Las murallas que rodeaban Kiev eran un cascarón desmoronado, pero la Puerta de Oro conservaba en gran medida su porte majestuoso aunque solo fuera por sus inmensas proporciones. Cuando Raphael la cruzó con Percival, Roger e Illarion, pudo sentir, aunque nada más durante unos instantes, lo que había sido la ciudad antes de la llegada de los mongoles. Luego dejó atrás la puerta y ya únicamente vio ruinas.

Por el este flanqueaba la ciudad el Dniéper, que serpenteaba de norte a sur. Por encima se alzaban un par de colinas, y en la más alta de las dos se mantenía en pie una estructura con paredes blancas, con una finalidad religiosa evidente, con grandes ventanas en arco que brillaban incluso bajo el cielo plomizo. A los ojos de Raphael su estilo se parecía mucho al de una iglesia bizantina, con algunos detalles rutenos.
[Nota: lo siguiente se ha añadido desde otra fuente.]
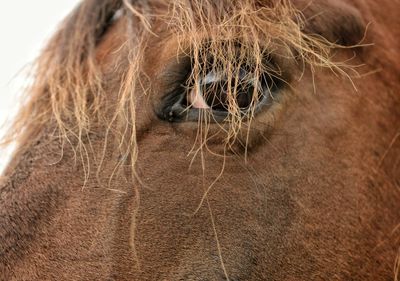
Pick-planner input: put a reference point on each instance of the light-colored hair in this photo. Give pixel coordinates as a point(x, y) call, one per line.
point(68, 88)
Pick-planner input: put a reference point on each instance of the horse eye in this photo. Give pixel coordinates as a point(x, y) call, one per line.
point(217, 93)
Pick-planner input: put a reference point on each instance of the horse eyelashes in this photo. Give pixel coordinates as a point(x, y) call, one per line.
point(243, 92)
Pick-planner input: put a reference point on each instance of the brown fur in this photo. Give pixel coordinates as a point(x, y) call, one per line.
point(316, 199)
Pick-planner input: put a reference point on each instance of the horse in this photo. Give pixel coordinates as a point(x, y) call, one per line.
point(209, 140)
Una calle (ahora solo un pasadizo que zigzagueaba entre las avalanchas de escombros de los edificios derruidos) quedaba delante de ellos. Hubo un tiempo en que las casas se apiñaban a la sombra de la vieja muralla, pero ahora solamente unas pocas se erguían entre las ruinas ya despojadas de cualquier objeto de valor. Los restos de las otrora orgullosas obras en piedra blanca y dorada estaban junto a los de edificios que por algún motivo no habían sido tocados, como si estuvieran protegidos por la intercesión de Dios. La construcción que coronaba la colina (Raphael sospechaba que era un priorato de alguna orden) no era la única casa de Dios que quedaba en Kiev. Se decía que los mongoles, igual de supersticiosos con respecto a todos los seres sobrenaturales, nunca destruían iglesias si podían evitarlo.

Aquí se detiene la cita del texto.